The first half-hour of Louis Leterrier’s The Incredible Hulk is the best episode of the late 70s TV show of the same name that never got made.
Yep. I said it. And yeah, I’ll give you a second to let that sink in.
That first half-hour has everything that made an episode of the TV show great: Banner among civilians just trying to blend in, Banner on the run from guys who wouldn’t like him when he’s
hungry angry, and no actual Hulk sighting until the final act. It even features a cameo, via Banner’s TV set, by the late Bill Bixby. Lou Ferrigno’s cameo doesn’t come until later, but whatever, right?
That the rest of the film doesn’t live up to this first act is probably half of why it’s the most loathed of Marvel’s Phase One films, but look at what the filmmakers are trying to do here: they are trying to evoke our fondest and most ingrained cultural memory of the character.
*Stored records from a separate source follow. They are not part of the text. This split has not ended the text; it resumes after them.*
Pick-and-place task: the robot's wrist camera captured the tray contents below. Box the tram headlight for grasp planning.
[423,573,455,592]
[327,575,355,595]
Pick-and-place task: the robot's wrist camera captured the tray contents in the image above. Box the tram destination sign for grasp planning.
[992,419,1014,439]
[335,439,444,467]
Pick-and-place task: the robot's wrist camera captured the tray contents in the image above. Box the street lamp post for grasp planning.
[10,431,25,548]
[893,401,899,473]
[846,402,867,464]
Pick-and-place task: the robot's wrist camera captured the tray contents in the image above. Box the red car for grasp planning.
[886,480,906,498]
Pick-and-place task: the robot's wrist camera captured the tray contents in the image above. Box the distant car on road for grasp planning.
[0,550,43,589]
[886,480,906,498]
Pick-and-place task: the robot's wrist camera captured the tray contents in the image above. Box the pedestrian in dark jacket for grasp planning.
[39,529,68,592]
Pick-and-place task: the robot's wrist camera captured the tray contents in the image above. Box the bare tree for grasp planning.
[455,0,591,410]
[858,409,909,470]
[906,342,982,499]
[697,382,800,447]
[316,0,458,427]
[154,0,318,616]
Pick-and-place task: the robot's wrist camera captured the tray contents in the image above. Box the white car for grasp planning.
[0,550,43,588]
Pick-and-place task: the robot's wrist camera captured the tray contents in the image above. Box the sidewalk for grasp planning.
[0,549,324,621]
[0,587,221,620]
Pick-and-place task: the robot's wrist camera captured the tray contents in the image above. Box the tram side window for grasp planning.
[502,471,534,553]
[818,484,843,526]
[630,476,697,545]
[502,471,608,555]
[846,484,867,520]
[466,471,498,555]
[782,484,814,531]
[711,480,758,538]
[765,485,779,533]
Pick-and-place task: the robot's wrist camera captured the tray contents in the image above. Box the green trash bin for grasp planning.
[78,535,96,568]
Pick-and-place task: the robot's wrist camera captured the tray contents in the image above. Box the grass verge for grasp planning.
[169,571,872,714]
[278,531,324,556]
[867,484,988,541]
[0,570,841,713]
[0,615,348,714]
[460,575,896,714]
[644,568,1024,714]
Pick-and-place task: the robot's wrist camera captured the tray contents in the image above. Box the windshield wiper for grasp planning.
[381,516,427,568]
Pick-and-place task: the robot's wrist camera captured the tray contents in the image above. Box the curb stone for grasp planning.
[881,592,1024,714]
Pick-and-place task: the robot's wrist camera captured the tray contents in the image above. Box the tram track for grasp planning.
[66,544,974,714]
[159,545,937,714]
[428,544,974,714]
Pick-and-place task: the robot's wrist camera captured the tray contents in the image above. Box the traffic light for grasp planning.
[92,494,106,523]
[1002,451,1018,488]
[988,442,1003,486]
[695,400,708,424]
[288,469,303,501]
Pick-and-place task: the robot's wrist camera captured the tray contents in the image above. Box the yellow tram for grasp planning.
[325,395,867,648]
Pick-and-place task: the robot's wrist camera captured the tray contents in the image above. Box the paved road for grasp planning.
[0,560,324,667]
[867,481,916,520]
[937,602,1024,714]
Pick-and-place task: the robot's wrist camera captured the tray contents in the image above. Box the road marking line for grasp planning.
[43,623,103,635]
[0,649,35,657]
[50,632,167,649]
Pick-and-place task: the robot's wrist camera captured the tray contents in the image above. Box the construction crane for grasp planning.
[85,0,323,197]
And they succeed, for a little while at least.
I love them for that. I love them, also, for doing what no first film in a potential comic book franchise had the courage to do since Bryan Singer’s X-Men did it in 2000: they said the hell with telling an origin story, relegating that to the opening credits, and just tried to spin the best Hulk yarn they could.
Sure, they didn’t manage to make a complete film, but they had me in the palm of their hands for thirty minutes and that’s a lot more than many films can say.
And hey, give it another watch: the rest of the film may not be perfect, but it ain’t as bad as you remember either.